While this dichotomy of winners and losers remains the discourse to describe any field of endeavour there will be no nobility in striving or struggle. Consequently this creates little to no incentive "to rise above the narrow confines of his individualistic concerns to the broader concerns of all humanity." Considering the hardships being endured by the majority of the US population they are by their own societies' definition losers.

"We hold these truths to be self-evident, that all men are created equal." This remains to this day one of the most beautiful and profoundly challenging statements of democracy. When a nation is built on such a foundation, equality is a non-negotiable and the pursuit of it remains a ceaseless quest.

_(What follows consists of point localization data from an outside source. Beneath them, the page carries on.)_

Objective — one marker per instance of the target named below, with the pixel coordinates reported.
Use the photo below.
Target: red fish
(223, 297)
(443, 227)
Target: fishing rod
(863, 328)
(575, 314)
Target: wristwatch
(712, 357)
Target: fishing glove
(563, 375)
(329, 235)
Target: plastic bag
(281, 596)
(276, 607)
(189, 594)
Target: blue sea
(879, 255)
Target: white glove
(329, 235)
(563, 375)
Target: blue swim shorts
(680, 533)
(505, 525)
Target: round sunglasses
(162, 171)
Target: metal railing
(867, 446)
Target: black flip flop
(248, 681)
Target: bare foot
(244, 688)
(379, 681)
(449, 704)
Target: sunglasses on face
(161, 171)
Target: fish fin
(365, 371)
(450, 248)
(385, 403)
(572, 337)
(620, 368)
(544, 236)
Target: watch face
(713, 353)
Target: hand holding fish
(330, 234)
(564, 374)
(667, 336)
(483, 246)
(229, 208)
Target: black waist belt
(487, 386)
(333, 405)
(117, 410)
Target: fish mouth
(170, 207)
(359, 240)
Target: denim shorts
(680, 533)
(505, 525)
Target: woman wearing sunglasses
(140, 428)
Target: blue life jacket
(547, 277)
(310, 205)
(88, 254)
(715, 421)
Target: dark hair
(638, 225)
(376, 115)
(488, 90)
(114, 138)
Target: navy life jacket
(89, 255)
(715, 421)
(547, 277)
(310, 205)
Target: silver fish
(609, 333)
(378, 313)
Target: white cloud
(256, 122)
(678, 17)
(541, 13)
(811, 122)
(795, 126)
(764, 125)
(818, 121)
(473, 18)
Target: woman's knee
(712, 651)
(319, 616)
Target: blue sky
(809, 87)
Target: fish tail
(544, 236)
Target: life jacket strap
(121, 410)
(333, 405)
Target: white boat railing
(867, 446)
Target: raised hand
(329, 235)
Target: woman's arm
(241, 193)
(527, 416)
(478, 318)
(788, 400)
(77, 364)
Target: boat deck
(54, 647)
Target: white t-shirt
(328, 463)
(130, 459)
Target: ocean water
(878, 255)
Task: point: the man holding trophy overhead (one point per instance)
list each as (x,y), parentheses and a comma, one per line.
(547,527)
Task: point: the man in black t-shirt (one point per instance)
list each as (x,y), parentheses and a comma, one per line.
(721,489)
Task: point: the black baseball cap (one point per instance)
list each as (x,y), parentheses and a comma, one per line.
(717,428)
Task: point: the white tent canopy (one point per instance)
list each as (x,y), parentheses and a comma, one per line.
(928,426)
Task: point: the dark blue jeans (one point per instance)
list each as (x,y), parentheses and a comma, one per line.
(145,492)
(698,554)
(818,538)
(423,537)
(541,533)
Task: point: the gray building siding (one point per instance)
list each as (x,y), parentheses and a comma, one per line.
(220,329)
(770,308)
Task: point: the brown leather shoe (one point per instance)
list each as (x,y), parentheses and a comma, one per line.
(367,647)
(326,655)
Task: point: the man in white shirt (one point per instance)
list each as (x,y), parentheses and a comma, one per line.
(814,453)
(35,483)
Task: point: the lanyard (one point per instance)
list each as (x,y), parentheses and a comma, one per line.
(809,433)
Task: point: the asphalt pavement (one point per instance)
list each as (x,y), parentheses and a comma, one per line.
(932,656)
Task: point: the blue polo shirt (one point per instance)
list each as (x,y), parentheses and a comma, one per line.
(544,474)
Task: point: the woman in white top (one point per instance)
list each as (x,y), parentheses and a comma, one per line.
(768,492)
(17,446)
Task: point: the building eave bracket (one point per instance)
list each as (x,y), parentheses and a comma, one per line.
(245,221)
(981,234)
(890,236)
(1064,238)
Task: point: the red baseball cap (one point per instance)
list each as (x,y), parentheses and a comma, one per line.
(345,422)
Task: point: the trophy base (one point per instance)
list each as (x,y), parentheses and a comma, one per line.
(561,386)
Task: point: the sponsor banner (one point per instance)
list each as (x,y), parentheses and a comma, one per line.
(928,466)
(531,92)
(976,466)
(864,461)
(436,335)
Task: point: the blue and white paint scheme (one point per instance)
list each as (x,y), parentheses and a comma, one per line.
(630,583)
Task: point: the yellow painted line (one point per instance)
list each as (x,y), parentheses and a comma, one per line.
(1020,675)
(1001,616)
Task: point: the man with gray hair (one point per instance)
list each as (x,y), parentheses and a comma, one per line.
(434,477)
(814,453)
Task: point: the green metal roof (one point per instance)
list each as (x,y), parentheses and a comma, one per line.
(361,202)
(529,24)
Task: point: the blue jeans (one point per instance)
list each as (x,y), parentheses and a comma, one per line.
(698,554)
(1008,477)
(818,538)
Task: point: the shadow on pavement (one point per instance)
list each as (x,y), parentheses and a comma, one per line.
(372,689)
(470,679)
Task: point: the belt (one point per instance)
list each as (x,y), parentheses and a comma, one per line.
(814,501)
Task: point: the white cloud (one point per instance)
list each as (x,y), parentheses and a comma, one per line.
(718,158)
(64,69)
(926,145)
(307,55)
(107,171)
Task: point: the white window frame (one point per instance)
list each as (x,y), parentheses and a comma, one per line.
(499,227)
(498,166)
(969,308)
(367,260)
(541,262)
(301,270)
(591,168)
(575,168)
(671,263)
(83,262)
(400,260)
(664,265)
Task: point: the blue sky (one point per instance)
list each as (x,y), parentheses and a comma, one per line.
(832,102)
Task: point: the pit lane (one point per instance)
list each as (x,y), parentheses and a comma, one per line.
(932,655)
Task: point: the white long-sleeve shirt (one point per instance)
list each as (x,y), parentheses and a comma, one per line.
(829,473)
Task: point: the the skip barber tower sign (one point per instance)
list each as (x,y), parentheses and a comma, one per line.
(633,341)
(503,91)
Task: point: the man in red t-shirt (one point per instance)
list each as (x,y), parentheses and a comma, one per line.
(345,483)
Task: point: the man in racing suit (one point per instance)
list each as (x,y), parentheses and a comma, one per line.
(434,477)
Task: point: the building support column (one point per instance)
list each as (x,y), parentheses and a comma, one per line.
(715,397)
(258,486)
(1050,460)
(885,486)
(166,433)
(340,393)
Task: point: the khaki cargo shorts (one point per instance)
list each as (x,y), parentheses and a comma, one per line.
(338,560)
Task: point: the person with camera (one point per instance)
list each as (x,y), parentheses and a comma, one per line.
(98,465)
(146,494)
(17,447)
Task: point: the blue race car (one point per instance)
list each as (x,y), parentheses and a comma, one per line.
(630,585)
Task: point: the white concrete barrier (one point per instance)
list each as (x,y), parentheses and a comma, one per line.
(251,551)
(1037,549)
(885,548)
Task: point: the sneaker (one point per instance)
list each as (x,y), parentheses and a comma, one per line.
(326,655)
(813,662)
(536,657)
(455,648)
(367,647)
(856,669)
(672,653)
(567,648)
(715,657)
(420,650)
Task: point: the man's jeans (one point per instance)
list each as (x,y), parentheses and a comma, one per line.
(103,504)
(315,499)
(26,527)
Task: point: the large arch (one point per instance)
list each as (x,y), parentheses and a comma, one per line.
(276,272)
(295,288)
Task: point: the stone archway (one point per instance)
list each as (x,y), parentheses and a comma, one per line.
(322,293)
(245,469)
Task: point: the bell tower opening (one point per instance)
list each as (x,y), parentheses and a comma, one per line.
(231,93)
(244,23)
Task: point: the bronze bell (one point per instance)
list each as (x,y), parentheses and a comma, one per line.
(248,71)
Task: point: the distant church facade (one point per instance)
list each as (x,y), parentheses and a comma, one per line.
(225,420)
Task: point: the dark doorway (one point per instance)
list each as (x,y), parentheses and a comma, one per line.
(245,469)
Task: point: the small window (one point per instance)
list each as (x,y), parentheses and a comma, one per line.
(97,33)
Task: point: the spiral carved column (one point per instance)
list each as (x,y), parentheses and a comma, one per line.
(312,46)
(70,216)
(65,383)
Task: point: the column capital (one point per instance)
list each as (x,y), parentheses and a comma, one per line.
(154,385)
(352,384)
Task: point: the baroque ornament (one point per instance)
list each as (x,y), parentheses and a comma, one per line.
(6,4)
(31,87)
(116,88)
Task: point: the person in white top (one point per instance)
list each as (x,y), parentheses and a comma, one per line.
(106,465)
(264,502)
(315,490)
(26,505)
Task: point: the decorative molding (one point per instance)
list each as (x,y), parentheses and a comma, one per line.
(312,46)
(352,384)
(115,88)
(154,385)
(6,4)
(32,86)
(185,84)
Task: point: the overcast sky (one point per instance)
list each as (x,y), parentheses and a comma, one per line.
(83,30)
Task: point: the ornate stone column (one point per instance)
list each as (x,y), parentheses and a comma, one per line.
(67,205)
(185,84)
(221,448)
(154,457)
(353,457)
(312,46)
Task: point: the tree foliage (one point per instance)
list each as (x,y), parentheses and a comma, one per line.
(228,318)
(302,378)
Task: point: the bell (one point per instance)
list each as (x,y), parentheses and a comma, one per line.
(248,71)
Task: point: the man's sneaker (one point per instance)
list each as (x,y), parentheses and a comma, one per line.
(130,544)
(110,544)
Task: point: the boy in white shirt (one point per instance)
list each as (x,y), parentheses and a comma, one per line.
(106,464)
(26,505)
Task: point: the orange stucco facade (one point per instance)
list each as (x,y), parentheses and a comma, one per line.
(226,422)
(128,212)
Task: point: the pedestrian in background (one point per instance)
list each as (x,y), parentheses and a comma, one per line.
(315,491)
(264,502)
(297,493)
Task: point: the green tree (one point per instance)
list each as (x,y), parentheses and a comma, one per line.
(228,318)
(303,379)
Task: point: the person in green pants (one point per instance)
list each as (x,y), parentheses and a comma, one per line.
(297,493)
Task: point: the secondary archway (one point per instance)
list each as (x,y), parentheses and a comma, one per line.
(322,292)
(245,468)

Recently the case of the man with the golden voice highlighted the fact that the truth that all men are created equal is clearly no longer self evident. In a truly great democratic society homelessness should be viewed as an intolerable condition. Rights cease to be unalienable and democratic when a society works on a merit based criteria where the power of You Tube and the mass media adjudicates that because a man has a mellifluous voice that he should be elevated out of his squalor.
In a period of American history when there are high levels of unemployment and national debt, there is little doubt as to Dr King's thoughts on a society that prioritises spending money on foreign conflicts before it assists the marginalised within its' own borders.
"A nation that continues year after year to spend more money on military defense than on programs of social uplift is approaching spiritual doom."

The vision which he had and the truths of which Martin Luther King spoke whilst rooted in a particular time and place in history contain a universal challenge to all mankind. I believe that he would be saddened if he saw the state of the world because while some things have improved, his work is far from complete. It would like making Emmeline Pankhurst watch Sex In The City 2 while trying to convince her that it is a show about female liberation and empowerment in the twenty first century. When he spoke of "the fierce urgency of Now" it was a long way removed from the immediacy that we demand in modern life but is a far worthier use of our time and resources. If nothing else Martin Luther King Jr Day serves as a reminder that the world still needs to hear and listen to his voice.